The author of the majority opinion has drafted what would make an engrossing TED Talk or, possibly, an introductory lecture in Political Philosophy. But as an appellate court decision, it wholly fails to grapple with the relevant constitutional question in this appeal: whether a state’s constitutional prohibition of same-sex marriage violates equal protection under the Fourteenth Amendment. Instead, the majority sets up a false premise—that the question before us is “who should decide?”—and leads us through a largely irrelevant discourse on democracy and federalism. In point of fact, the real issue before us concerns what is at stake in these six cases for the individual plaintiffs and their children, and what should be done about it.

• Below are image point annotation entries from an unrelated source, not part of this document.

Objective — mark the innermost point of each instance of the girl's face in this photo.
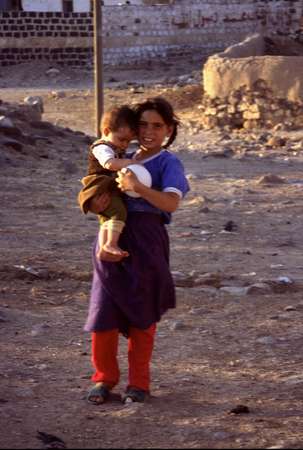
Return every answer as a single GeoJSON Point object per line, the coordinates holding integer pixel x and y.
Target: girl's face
{"type": "Point", "coordinates": [153, 131]}
{"type": "Point", "coordinates": [121, 138]}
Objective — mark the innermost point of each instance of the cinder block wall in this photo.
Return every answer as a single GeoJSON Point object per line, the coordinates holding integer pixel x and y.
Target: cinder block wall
{"type": "Point", "coordinates": [135, 34]}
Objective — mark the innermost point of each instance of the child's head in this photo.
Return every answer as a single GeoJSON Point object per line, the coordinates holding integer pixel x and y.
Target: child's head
{"type": "Point", "coordinates": [118, 126]}
{"type": "Point", "coordinates": [156, 120]}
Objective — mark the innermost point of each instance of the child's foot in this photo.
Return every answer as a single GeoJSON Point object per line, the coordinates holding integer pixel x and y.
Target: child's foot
{"type": "Point", "coordinates": [98, 394]}
{"type": "Point", "coordinates": [115, 250]}
{"type": "Point", "coordinates": [135, 395]}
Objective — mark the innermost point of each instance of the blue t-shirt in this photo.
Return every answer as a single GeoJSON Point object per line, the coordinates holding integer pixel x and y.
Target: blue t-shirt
{"type": "Point", "coordinates": [167, 174]}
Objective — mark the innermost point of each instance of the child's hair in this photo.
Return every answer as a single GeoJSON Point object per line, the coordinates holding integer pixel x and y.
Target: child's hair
{"type": "Point", "coordinates": [165, 110]}
{"type": "Point", "coordinates": [117, 117]}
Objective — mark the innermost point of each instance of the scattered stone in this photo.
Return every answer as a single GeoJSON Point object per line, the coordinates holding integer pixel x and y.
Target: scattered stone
{"type": "Point", "coordinates": [230, 226]}
{"type": "Point", "coordinates": [240, 409]}
{"type": "Point", "coordinates": [259, 288]}
{"type": "Point", "coordinates": [271, 179]}
{"type": "Point", "coordinates": [6, 122]}
{"type": "Point", "coordinates": [50, 441]}
{"type": "Point", "coordinates": [234, 290]}
{"type": "Point", "coordinates": [52, 72]}
{"type": "Point", "coordinates": [36, 102]}
{"type": "Point", "coordinates": [266, 340]}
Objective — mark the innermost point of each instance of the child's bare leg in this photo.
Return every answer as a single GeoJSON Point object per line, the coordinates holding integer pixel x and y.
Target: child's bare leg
{"type": "Point", "coordinates": [102, 238]}
{"type": "Point", "coordinates": [114, 230]}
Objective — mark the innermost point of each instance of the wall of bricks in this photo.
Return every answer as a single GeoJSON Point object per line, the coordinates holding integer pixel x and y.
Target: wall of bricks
{"type": "Point", "coordinates": [136, 34]}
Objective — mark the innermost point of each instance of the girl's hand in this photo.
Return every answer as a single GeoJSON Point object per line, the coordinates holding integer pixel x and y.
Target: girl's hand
{"type": "Point", "coordinates": [127, 180]}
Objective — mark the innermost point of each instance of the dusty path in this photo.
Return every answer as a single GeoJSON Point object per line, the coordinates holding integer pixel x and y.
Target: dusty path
{"type": "Point", "coordinates": [222, 347]}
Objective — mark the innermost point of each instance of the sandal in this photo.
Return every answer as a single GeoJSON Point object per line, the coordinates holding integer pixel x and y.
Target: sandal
{"type": "Point", "coordinates": [135, 395]}
{"type": "Point", "coordinates": [98, 394]}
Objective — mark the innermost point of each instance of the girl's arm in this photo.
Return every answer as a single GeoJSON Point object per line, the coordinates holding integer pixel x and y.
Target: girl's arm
{"type": "Point", "coordinates": [166, 201]}
{"type": "Point", "coordinates": [117, 164]}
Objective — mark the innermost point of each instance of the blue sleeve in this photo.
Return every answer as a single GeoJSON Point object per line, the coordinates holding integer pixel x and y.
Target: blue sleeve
{"type": "Point", "coordinates": [173, 175]}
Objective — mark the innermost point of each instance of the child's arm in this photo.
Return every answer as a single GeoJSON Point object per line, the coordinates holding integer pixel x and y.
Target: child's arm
{"type": "Point", "coordinates": [166, 201]}
{"type": "Point", "coordinates": [117, 164]}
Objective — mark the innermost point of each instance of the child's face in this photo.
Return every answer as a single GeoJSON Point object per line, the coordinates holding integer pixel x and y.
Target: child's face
{"type": "Point", "coordinates": [153, 131]}
{"type": "Point", "coordinates": [121, 138]}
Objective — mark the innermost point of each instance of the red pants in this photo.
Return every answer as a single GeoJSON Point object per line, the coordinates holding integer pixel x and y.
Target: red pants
{"type": "Point", "coordinates": [140, 348]}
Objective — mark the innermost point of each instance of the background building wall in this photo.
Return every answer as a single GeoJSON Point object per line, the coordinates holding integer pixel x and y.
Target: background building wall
{"type": "Point", "coordinates": [135, 34]}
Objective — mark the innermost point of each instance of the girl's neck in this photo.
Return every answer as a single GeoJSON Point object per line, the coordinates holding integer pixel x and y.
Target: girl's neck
{"type": "Point", "coordinates": [144, 153]}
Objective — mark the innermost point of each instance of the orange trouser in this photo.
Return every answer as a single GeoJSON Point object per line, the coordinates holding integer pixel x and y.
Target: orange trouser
{"type": "Point", "coordinates": [140, 348]}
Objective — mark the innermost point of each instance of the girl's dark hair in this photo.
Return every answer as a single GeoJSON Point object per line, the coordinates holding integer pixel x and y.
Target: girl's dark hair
{"type": "Point", "coordinates": [165, 110]}
{"type": "Point", "coordinates": [118, 117]}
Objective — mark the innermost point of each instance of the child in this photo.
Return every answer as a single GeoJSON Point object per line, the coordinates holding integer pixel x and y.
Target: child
{"type": "Point", "coordinates": [105, 158]}
{"type": "Point", "coordinates": [131, 295]}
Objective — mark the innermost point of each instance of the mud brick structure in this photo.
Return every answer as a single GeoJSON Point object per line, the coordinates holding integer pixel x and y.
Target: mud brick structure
{"type": "Point", "coordinates": [254, 84]}
{"type": "Point", "coordinates": [138, 32]}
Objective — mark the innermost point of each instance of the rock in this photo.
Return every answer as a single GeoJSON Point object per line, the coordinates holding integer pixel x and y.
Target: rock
{"type": "Point", "coordinates": [6, 122]}
{"type": "Point", "coordinates": [52, 72]}
{"type": "Point", "coordinates": [35, 101]}
{"type": "Point", "coordinates": [240, 409]}
{"type": "Point", "coordinates": [258, 288]}
{"type": "Point", "coordinates": [271, 179]}
{"type": "Point", "coordinates": [234, 290]}
{"type": "Point", "coordinates": [230, 226]}
{"type": "Point", "coordinates": [8, 142]}
{"type": "Point", "coordinates": [266, 340]}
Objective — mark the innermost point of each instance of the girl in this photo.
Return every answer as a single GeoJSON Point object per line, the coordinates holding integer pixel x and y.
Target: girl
{"type": "Point", "coordinates": [129, 295]}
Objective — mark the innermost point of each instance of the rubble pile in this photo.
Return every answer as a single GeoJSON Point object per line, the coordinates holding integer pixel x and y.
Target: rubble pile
{"type": "Point", "coordinates": [24, 132]}
{"type": "Point", "coordinates": [250, 108]}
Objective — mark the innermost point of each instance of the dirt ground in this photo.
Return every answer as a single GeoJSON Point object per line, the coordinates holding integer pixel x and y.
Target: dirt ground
{"type": "Point", "coordinates": [227, 365]}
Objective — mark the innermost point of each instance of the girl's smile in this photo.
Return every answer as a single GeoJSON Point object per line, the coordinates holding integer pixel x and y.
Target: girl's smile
{"type": "Point", "coordinates": [153, 131]}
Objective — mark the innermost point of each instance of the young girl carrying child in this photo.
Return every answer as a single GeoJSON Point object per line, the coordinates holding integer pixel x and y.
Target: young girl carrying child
{"type": "Point", "coordinates": [130, 294]}
{"type": "Point", "coordinates": [107, 156]}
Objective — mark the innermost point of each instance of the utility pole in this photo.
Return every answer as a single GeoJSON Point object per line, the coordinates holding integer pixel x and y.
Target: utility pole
{"type": "Point", "coordinates": [98, 65]}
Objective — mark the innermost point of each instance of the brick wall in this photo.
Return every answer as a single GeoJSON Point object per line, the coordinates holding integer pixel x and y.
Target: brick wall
{"type": "Point", "coordinates": [133, 35]}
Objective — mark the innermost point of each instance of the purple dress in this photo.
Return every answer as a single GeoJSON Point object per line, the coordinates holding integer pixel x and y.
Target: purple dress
{"type": "Point", "coordinates": [138, 290]}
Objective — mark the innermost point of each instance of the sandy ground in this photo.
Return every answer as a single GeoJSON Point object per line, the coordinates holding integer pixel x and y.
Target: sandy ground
{"type": "Point", "coordinates": [227, 366]}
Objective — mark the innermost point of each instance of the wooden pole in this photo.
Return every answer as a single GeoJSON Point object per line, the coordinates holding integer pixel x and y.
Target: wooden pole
{"type": "Point", "coordinates": [98, 63]}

Because I reject the majority’s resolution of these questions based on its invocation of vox populi and its reverence for “proceeding with caution” (otherwise known as the “wait and see” approach), I dissent.

So begins the dissenting opinion – over 20 pages long – in today’s stunning 6th Circuit Court of Appeals decision that finds states can ban same-sex marriage. The ruling sets off a constitutional challenge that most likely will go to the U.S. Supreme Court.

(The complete ruling is embedded above, thanks to Equality Case Files.)

Judge Martha Craig Daughtrey wrote the dissent.

Readers may remember the audio of Judge Daughtrey’s fiery questioning during the case.

“It doesn’t look like the sky has fallen,” Judge Daughtrey told the court, in the ten-plus years same-sex marriage has been on the books in Massachusetts. 

Daughtrey’s opinion continues:

In the main, the majority treats both the issues and the litigants here as mere abstractions. Instead of recognizing the plaintiffs as persons, suffering actual harm as a result of being denied the right to marry where they reside or the right to have their valid marriages recognized there, my colleagues view the plaintiffs as social activists who have somehow stumbled into federal court, inadvisably, when they should be out campaigning to win “the hearts and minds” of Michigan, Ohio, Kentucky, and Tennessee voters to their cause. But these plaintiffs are not political zealots trying to push reform on their fellow citizens; they are committed same-sex couples, many of them heading up de facto families, who want to achieve equal status— de jure status, if you will—with their married neighbors, friends, and coworkers, to be accepted as contributing members of their social and religious communities, and to be welcomed as fully legitimate parents at their children’s schools. They seek to do this by virtue of exercising a civil right that most of us take for granted—the right to marry.

Bam!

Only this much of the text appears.